In light of this Pre-Mother's Day Friday, some thoughts on motherhood.
Being a mom is complex. There are so many different facets and emotions, ranging from the intensely happy to the intensely not-happy. I've found it's possible to feel opposing emotions at the exact same time. Wanting a moment to myself, but being happiest when they're with me.
Last night I drove to town expecting to meet up with friends for a women's group I'm in. I left the house early, wanting to squeeze in a couple of errands and have a little alone time. Turns out, the group was cancelled and I found myself in town with nothing but scarlet horizons and free and easy on the radar. I picked up a burrito and happily indulged in one of my favorite past times of years and years past. Eating by myself while reading a book. Oh, the quiet bliss.
Afterwards I debated heading to my favorite bookstore for another of my favorite past times. Picking through dozens of books and choosing one after another to sit down and read as much as I can before I have to leave. I decided against that and considered yet another of my favorite past times. Heading to the mall for a leisurely stroll and a healthy dose of people watching. Alas, no.

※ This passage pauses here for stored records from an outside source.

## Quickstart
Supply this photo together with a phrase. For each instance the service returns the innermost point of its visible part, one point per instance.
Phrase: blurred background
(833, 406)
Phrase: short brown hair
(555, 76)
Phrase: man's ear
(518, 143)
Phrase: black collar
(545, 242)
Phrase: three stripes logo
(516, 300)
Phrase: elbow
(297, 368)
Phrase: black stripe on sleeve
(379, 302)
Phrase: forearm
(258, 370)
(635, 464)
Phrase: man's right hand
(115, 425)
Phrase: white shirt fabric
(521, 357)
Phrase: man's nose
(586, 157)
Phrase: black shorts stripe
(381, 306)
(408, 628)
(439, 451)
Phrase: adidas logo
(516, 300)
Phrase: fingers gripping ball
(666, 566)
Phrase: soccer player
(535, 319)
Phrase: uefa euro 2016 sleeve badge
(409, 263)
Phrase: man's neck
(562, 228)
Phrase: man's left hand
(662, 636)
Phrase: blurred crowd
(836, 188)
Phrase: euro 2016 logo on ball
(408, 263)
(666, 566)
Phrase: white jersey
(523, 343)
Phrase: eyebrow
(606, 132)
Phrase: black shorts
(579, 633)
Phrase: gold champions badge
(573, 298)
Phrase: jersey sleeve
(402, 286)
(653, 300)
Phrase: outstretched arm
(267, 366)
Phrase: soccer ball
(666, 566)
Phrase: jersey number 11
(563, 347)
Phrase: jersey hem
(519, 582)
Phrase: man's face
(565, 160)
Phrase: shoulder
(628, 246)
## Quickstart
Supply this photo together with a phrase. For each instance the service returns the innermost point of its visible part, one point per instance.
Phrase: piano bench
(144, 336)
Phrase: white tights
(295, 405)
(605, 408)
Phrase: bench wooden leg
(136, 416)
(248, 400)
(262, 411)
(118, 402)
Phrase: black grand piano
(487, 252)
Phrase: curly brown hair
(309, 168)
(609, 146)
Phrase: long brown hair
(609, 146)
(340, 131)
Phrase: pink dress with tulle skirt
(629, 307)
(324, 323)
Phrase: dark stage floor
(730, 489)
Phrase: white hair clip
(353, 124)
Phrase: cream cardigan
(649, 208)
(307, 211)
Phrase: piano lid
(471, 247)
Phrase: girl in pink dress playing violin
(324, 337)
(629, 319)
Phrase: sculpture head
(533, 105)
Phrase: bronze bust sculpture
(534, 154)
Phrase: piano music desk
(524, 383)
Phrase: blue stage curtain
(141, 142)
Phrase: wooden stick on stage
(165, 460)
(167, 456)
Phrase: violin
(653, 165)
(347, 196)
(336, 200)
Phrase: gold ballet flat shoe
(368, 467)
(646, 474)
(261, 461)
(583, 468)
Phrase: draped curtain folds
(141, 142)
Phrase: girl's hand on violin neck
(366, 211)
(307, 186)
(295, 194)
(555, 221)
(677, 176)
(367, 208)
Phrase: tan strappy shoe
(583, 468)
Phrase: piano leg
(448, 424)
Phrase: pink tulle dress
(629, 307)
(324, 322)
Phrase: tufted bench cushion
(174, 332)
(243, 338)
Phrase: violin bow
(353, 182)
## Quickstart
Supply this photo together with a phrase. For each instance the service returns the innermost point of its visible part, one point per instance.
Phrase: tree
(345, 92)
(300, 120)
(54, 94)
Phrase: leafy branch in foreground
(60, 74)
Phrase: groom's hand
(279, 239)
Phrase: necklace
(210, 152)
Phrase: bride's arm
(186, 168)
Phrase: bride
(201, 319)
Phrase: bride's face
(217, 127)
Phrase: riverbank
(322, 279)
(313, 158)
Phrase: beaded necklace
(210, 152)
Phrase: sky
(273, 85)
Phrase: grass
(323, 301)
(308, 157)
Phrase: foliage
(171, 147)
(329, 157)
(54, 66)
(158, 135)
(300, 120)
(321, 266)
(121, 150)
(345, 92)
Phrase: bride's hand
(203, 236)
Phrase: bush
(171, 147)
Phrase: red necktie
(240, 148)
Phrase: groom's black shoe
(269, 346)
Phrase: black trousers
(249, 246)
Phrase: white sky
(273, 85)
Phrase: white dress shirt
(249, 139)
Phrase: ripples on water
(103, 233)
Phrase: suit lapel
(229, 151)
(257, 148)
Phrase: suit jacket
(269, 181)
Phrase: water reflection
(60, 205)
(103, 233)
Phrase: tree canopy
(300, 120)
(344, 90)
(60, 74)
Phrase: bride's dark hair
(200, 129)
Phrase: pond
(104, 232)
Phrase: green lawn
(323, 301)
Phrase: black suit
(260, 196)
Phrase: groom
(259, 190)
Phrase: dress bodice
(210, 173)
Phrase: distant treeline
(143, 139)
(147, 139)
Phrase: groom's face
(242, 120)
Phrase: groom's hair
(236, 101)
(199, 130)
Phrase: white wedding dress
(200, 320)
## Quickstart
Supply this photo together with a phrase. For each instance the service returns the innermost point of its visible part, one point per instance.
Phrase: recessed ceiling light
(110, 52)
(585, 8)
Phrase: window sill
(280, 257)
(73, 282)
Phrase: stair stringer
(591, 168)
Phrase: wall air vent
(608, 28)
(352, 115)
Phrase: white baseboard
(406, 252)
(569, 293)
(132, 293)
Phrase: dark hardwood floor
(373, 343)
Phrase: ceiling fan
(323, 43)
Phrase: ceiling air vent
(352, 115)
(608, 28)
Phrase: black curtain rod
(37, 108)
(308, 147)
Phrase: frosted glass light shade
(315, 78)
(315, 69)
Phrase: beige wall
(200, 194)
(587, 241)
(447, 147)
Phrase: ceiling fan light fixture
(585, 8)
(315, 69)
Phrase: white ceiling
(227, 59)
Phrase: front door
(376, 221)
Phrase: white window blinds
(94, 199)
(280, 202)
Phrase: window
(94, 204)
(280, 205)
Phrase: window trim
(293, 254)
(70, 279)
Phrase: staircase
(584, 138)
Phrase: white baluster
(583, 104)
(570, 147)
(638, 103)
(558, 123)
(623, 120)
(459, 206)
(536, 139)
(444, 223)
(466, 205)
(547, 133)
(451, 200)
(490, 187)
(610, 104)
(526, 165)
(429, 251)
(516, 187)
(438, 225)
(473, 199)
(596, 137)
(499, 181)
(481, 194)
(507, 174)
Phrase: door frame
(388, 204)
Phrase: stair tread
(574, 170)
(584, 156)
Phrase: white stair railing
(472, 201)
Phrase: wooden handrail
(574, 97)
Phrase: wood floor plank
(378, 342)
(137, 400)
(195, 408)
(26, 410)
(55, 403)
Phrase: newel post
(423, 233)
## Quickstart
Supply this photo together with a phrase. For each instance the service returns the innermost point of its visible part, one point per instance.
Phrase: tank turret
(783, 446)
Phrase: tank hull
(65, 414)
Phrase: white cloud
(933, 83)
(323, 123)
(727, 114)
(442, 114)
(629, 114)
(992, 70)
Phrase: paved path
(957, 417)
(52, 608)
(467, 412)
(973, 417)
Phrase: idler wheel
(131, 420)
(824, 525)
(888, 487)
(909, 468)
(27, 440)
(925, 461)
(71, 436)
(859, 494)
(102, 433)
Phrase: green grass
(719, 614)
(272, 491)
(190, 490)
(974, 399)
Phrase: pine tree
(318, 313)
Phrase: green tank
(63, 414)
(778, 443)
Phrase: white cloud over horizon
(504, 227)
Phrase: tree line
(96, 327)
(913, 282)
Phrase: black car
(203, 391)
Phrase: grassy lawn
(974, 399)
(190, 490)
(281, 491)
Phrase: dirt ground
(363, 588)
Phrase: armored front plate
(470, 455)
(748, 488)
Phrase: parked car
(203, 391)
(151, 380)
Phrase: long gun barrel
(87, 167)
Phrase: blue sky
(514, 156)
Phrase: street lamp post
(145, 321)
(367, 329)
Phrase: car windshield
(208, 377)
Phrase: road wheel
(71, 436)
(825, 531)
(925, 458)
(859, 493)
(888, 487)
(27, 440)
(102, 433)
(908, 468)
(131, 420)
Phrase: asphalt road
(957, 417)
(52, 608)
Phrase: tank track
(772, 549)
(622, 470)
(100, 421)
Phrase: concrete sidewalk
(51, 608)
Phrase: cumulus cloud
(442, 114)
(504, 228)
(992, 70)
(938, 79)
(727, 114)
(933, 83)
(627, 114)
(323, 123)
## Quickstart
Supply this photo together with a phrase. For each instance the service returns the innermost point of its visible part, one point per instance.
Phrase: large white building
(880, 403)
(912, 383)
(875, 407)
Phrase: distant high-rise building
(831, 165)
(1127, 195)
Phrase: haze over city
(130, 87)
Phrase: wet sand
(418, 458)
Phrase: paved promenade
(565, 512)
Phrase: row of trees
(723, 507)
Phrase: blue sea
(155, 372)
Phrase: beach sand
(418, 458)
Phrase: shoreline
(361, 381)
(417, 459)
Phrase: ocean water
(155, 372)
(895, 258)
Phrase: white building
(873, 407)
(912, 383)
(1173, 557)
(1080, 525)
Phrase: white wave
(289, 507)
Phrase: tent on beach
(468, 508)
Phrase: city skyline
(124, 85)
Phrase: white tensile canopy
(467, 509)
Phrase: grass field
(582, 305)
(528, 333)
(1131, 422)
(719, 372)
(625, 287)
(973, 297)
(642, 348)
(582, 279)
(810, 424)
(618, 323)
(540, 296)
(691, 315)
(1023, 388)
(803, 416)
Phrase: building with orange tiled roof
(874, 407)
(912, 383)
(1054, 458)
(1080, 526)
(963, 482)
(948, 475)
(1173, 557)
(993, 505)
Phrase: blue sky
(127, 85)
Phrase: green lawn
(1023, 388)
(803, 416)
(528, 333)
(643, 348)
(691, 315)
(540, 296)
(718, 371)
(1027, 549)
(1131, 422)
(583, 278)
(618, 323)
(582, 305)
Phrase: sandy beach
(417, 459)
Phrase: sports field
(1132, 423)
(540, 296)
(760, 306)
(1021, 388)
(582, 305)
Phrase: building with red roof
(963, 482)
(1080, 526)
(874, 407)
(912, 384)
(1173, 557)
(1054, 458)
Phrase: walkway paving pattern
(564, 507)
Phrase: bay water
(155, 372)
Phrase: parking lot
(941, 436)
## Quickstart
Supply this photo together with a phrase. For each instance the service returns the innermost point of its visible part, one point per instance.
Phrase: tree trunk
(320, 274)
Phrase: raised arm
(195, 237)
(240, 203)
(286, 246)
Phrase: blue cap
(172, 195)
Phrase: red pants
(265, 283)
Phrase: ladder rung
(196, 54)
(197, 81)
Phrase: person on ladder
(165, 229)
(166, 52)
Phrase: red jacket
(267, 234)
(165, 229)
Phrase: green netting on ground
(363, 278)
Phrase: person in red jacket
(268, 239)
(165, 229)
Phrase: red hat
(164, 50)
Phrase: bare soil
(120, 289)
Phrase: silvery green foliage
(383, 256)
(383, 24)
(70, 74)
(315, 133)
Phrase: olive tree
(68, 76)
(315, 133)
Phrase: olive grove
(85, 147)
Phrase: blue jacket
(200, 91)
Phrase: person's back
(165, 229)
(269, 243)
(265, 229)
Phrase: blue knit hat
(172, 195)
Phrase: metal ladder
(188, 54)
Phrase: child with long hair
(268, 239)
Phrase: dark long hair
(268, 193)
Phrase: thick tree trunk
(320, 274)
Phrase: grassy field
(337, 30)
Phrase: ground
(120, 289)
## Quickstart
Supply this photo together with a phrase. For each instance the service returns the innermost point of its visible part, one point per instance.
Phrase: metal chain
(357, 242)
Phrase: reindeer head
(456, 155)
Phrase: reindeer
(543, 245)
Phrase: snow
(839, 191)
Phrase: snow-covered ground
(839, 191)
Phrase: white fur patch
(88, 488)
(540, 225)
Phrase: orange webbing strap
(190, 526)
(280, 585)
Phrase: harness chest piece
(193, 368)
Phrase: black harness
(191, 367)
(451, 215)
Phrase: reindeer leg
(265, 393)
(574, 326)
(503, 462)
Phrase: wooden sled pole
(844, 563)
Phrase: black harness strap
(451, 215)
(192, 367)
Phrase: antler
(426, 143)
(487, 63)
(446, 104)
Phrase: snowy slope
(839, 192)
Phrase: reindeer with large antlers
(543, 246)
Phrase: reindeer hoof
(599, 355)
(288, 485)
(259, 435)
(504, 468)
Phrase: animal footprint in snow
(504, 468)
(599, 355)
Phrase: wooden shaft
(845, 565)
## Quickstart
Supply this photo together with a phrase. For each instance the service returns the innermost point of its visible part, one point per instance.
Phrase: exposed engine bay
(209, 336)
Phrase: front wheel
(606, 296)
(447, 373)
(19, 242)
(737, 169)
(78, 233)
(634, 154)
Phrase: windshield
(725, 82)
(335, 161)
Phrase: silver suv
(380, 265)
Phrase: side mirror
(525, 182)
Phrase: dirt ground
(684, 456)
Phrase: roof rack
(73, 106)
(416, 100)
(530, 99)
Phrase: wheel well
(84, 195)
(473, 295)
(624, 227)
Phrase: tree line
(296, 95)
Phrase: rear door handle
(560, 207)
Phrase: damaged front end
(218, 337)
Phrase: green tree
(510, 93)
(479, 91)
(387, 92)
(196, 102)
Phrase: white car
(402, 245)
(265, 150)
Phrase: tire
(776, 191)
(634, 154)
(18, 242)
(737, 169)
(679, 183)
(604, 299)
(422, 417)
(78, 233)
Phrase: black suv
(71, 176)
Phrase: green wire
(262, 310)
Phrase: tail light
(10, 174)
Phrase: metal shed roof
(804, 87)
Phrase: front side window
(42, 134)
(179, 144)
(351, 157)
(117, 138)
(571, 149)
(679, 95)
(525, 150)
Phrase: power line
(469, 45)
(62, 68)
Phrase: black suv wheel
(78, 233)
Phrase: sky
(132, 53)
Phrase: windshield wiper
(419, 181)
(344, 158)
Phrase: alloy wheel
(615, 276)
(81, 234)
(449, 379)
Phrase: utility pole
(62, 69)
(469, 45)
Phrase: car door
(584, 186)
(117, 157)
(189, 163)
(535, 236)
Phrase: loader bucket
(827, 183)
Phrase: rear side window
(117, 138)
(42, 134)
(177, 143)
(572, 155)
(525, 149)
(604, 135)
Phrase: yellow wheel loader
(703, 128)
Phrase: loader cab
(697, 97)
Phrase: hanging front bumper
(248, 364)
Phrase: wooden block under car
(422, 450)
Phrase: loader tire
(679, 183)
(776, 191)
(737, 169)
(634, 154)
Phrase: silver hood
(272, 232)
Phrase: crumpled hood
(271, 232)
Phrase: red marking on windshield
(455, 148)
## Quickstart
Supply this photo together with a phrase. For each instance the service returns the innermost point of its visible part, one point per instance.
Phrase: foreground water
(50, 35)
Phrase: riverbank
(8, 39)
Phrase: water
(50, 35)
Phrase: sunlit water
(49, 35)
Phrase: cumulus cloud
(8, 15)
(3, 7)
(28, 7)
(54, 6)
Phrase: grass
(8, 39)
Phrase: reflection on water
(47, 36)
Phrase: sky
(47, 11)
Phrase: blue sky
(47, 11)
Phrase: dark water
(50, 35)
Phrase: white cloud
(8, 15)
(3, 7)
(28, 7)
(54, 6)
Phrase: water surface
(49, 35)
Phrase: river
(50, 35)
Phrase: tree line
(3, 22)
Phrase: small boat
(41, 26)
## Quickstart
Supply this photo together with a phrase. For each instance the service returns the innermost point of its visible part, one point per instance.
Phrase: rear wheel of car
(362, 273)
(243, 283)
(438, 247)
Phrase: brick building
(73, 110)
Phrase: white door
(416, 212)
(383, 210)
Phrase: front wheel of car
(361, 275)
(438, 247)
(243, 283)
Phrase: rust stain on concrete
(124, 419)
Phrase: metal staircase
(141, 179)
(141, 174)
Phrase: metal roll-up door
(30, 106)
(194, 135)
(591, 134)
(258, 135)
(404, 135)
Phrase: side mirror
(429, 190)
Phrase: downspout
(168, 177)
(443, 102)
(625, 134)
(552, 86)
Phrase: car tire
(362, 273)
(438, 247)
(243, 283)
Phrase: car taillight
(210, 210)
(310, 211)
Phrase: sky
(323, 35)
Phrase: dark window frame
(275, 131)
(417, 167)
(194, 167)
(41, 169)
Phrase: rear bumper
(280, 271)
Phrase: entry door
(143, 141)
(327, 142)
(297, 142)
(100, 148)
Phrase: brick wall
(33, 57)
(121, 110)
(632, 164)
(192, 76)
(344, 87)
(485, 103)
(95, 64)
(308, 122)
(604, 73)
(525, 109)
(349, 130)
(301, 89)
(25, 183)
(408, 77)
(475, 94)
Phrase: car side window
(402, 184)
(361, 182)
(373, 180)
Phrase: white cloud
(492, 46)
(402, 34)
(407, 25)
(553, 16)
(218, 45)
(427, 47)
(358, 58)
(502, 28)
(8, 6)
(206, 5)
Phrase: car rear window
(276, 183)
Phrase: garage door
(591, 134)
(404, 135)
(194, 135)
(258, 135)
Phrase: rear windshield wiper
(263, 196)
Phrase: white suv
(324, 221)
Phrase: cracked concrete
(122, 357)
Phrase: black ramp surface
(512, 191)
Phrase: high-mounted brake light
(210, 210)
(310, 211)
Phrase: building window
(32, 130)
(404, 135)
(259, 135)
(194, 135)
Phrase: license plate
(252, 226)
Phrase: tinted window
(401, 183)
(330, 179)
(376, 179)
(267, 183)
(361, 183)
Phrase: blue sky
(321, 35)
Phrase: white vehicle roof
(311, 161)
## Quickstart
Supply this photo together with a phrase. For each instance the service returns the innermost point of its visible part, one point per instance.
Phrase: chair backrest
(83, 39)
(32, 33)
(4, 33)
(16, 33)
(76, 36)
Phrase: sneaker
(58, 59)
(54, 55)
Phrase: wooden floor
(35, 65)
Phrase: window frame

Ultimately I headed to Wal-mart (kill me a slow torturous death) to pick up a few items we needed. As I was walking in, it hit me.
I was thrilled when I found out that I was going to have an unexpected evening to myself. I couldn't wait to do what I wanted to do with no concern for schedules and nap times and Spousal Boredom.
But after less than an hour, I realized that what I really wanted was to get home to my three favorite people in the whole world. My time alone was good for a dinner hour's worth, but really that's all I needed. What I really wanted was to be with my husband and sons.
Wanting to be alone but really wanting to be with them. Sometimes, they're both true.
One of my favorite things about being a mother is the sweet secretness of it. Like those nights of cuddling them close and whispering into their ears every truth about them that I can think of. You are the apple of mommy's eye. You make mommy so happy. I love who you are. I love everything about you. You are loved more than you will ever know. You are so wanted. You were always wanted.
The tears as I've held them close and wept for every child abused and unloved and alone.
The prayers that I've spoken aloud over them, about them, for them. The conversations between me and the Lord as I've snuggled them before naptime and bedtime.
The way that I know them. Know know them. I know what that cry means and what this cry means. I know exactly what he's saying when he's frantically asking for bur and he keeps hearing, I'm sorry buddy, I don't know what you want. Butter, he's asking for butter! I yell down the hall. Obviously. How can you make it any clearer, right?
Motherhood is sweet and refining. It reminds me that I'm a sinner in desperate need of the Cross every single day. It shows me that love is deep and rich and profound and it only takes a single moment to break your heart. Like when he says so sweetly, Yove YOU, Mommy!
I love you, buddy. More than you will ever know.